Campagne de sensibilisation pour favoriser l’embauche de la clientèle judiciarisée

Dans le cadre de la Semaine de la réhabilitation sociale du Québec, le Comité consultatif pour la clientèle judiciarisée adulte (CCCJA) lance sa toute première campagne de sensibilisation auprès des employeurs et de la population pour encourager l’embauche des travailleurs ayant des antécédents judiciaires. Représentant environ 14 % de la population québécoise, soit environ 950 000 personnes, la clientèle judiciarisée adulte s’avère une solution pleine de bon sens pour combler les besoins d’effectifs dans un contexte de pénurie de main d’œuvre.

 

« Avec cette campagne de sensibilisation concentrée dans les réseaux sociaux, nous souhaitons rappeler aux employeurs de tous les secteurs qu’en embauchant les hommes et les femmes ayant un casier judiciaire, ils contribuent grandement au succès de leur réintégration sociale et à diminuer le taux de récidive », mentionne M. Yan Chantrel, coordonnateur du CCCJA. « Un individu avec un casier est tout aussi compétent qu’un individu sans casier. Le message de la campagne invite les employeurs à éliminer les barrières supplémentaires et participer à leur réintégration en société. »

 

L’intégration de la clientèle judiciarisée, des bénéfices pour la société

La clientèle judiciarisée adulte peut contribuer au succès des entreprises du Québec afin que tous – les gouvernements, les employeurs, la population en générale, ainsi que les contrevenants – puissent en bénéficier, de manière fiscale, mais surtout sociale. En brisant les préjugés sur cette clientèle majoritairement masculine (un Québécois sur cinq), nous arriverons par le fait même à diminuer le taux d’assistance sociale et d’itinérance.

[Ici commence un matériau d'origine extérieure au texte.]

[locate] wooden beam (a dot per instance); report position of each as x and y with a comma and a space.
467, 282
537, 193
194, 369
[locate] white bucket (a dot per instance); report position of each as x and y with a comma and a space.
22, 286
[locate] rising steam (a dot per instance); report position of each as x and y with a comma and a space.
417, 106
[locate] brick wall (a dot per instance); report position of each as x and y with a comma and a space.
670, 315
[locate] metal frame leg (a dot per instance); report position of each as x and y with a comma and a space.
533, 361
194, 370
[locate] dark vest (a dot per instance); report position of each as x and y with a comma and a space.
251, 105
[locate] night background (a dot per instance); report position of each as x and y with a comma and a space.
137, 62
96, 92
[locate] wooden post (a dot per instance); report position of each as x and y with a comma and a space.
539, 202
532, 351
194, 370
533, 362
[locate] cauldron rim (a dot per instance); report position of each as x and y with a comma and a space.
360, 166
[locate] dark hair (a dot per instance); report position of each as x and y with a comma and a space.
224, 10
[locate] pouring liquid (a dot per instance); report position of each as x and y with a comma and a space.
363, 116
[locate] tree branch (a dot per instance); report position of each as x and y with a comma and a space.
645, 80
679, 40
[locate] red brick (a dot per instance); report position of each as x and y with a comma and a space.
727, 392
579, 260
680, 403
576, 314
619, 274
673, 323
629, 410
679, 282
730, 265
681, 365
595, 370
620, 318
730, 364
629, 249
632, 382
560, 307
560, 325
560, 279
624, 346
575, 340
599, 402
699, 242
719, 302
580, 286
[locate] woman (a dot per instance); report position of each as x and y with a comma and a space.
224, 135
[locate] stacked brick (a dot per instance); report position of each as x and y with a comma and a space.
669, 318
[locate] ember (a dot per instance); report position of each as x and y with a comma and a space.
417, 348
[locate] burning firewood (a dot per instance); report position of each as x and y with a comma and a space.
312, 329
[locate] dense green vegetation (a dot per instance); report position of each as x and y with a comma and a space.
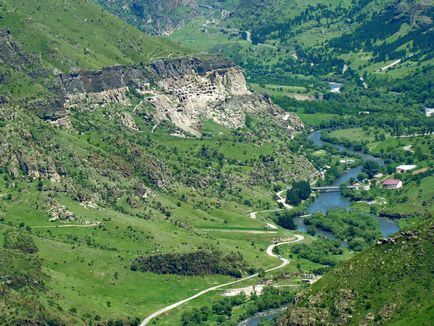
230, 310
299, 191
388, 283
359, 229
194, 263
321, 251
134, 219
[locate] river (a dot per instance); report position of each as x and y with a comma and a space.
322, 203
329, 200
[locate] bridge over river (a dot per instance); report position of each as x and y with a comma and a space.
331, 188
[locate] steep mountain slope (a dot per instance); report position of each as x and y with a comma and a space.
78, 35
390, 283
155, 17
116, 145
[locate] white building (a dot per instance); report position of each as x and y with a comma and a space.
405, 168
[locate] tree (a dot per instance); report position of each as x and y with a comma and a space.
286, 221
293, 197
370, 167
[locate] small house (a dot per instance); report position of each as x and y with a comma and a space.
266, 282
392, 184
405, 168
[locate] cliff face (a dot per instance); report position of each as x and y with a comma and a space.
184, 91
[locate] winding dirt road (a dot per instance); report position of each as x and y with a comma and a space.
269, 252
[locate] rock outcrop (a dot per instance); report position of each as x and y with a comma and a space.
184, 91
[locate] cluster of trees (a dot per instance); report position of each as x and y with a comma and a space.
359, 229
299, 191
320, 251
19, 240
271, 298
195, 263
222, 309
285, 218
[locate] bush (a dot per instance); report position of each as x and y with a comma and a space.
21, 241
195, 263
300, 191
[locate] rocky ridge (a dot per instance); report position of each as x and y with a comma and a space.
183, 91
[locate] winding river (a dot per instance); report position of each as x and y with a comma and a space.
322, 203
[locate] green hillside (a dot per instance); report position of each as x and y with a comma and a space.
391, 283
71, 35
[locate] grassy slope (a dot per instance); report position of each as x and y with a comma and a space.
79, 34
387, 282
82, 262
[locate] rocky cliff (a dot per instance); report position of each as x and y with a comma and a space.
184, 91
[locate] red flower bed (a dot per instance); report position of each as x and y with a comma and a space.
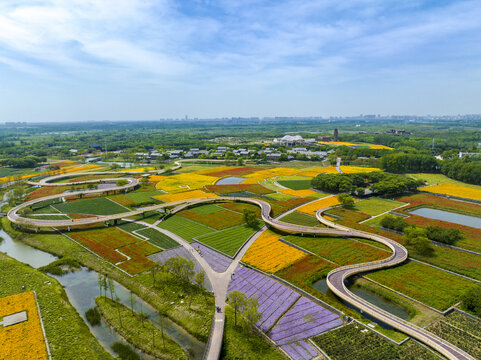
225, 189
46, 191
234, 171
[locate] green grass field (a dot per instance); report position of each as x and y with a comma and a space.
206, 209
185, 228
357, 342
376, 206
67, 334
339, 250
299, 218
435, 179
431, 286
94, 206
296, 184
159, 239
229, 240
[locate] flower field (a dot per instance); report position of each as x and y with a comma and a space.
218, 220
280, 255
420, 282
217, 261
229, 171
311, 208
305, 319
299, 317
184, 196
300, 193
454, 190
339, 250
182, 182
357, 169
106, 241
226, 189
46, 191
185, 228
23, 340
92, 206
229, 240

Pour les personnes judiciarisées, parvenir à trouver un emploi de qualité pose un défi. Selon un sondage mené par le Centre de placement spécialisé du Portage, membre du CCCJA, auprès d’une centaine d’entreprises de l’Outaouais, seulement 40 d’entre elles étaient ouvertes à l’idée d’embaucher des personnes judiciarisées.

 

« En tant qu’entrepreneur, je mise sur les qualités profondes d’un candidat pour l’embaucher, sur ce qu’il peut apporter à mon entreprise, sa plus-value, plutôt que de juger sa vie privée », raconte M François Lambert, entrepreneur à succès, auteur, conférencier et ancien dragon. « Si les gens se tournaient vers l’avenir plutôt que le passé, la planète entière s’en porterait beaucoup mieux. »

 

Semaine de la réhabilitation sociale du Québec

Instaurée en 2017 par l’Association des services de réhabilitation sociale du Québec (ASRSQ), la Semaine de la réhabilitation sociale revient pour une troisième année consécutive. Le 8 octobre dernier, l’Assemblée nationale du Québec, par la voix de la ministre de la Sécurité publique, Mme Geneviève Guilbault, a déposé une motion pour instaurer de façon permanente la Semaine de la réhabilitation sociale du Québec. Dans le cadre de cette Semaine, de nombreuses activités auront lieu dans différentes régions du Québec pour se clôturer à Montréal avec le Cabaret de la Seconde Chance qui met en vedette des personnes judiciarisées et des artistes qui ont cette cause à cœur. C’est une semaine qui permet à la population de démystifier le parcours judiciaire des individus et être sensibilisée à la réintégration sociale et communautaire. Pour ne rien manquer de la Semaine de la réhabilitation sociale du Québec, nous invitons les gens à utiliser le mot-clic #Semaineréhab.